Maybe my sensitivity to dietary protein and my rapid muscle loss are related?

if my high stress drives cortisol and that drives gluconeogenesis demand, then all protein is convertible…

if I consume more protein, that turns into glucose — yup, I see a glucose increase and ketone drop
if I consume less protein, my own lean mass turns into glucose — yup, I see that happening too

high cortisol could be the underlying cause of both

thoughts? research?


(Empress of the Unexpected) #517

Kinda random, but have you had homocysteine or CRP tested at all recently?


(Karim Wassef) #518

Not that I remember. My last test did show a reduced red blood cell count but nothing alarming.


(Mario) #519

OMAD will for sure rise your cortisol level IF you already have high cortisol or stress life


(Mame) #520

LOL, yes I bet you could sort this out if you lay on the beach for 6 months. Or simply didn’t work. This actually happened to a friend of mine, lost 80# not working due to a work accident, gained all weight back within 2.5 years back at work. Entirely stress related in her case. :pensive:
Your frustration is coming through loud and clear and is very understandable.

feel free to ignore the rest of this as I am about to get lean on 1.5 decades of listening to my mentors and meditation teachers

Sometimes truly accepting the current reality can help - including lowering the stress response. Your body is doing what it wants to do, your body is amazing and carries you around every day, enables you to love your family and work for sustenance. Maybe nothing is ‘wrong’ - it just isn’t how you would like it to be. It isn’t responding to your efforts how you think it should.

Maybe, our bodies know better than our minds what it needs to focus on. For instance perhaps you are having high levels of mutated cells in your colon and your body is focused on that repair (and preventing cancer). Your body cares naught for gaining muscle mass at the moment.

What we don’t know is so huge. However reaching for trust, gratitude, curiosity and reverence to our bodies instead of frustration and control may be the thing that allows for optimum health and well-being and a long and peaceful life and decreases stress response as well.

I also hasten to acknowledge that none of this is easy to implement and I admit to doing this practice very imperfectly myself. sigh. But I try, especially when I am pissed at reality for not being how I want it. (daily…sometimes hourly)

If I at all came off ‘know it all’ or preachy I apologize and as I said please ignore. This just happens to be something I deal with a lot.


(Karim Wassef) #521

I asked for input, didn’t I ?

:smiley:

I agree that acceptance is important in reducing stress.
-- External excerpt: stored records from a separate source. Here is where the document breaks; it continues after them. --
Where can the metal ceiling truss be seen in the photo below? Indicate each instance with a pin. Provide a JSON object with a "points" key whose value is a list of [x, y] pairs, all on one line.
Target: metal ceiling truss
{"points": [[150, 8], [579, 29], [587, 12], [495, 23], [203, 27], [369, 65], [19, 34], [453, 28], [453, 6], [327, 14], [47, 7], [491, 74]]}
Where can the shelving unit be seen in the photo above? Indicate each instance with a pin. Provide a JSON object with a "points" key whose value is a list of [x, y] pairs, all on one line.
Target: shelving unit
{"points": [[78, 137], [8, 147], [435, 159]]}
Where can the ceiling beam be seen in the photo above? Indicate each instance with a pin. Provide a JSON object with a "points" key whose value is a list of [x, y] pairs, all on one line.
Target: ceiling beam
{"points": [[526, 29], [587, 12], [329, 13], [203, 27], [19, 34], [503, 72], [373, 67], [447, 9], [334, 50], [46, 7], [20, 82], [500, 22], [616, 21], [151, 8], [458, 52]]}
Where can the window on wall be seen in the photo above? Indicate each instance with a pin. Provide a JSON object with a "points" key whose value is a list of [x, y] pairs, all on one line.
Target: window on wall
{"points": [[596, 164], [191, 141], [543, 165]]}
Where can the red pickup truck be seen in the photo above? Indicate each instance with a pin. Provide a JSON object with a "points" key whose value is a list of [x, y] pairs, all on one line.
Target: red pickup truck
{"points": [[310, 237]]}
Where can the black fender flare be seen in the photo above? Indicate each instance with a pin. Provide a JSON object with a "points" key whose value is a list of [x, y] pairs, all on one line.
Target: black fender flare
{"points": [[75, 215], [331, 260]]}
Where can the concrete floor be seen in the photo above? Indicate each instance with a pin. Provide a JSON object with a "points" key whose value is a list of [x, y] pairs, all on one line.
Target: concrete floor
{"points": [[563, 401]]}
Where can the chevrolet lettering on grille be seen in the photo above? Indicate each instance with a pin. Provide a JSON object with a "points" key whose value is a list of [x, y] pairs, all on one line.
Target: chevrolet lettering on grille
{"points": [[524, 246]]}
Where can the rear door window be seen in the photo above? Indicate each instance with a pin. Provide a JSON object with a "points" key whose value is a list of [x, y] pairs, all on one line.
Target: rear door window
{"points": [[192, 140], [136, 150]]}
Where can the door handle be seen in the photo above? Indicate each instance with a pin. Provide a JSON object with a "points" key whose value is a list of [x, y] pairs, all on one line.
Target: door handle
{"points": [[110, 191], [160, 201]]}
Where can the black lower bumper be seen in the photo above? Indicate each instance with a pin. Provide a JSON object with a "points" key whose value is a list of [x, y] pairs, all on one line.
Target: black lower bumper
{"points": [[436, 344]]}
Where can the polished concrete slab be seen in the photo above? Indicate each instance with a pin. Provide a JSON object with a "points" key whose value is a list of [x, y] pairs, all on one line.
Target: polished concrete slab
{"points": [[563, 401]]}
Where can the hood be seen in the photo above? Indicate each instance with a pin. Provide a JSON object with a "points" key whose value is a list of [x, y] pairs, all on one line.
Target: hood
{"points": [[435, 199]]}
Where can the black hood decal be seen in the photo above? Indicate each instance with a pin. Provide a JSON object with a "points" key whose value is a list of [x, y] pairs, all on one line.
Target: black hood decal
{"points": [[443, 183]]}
I’m a stubborn…err… tenacious person. I work hard for what I want and I am frustrated and deflated when it fails.

But falling down is just the first part of getting back up again.

I’ve started tyrosine today and I’ll see what it does to my blood glucose levels… I will say that it does have a side order of depression and that may be hitting me… but I know that and that’s part of getting through it.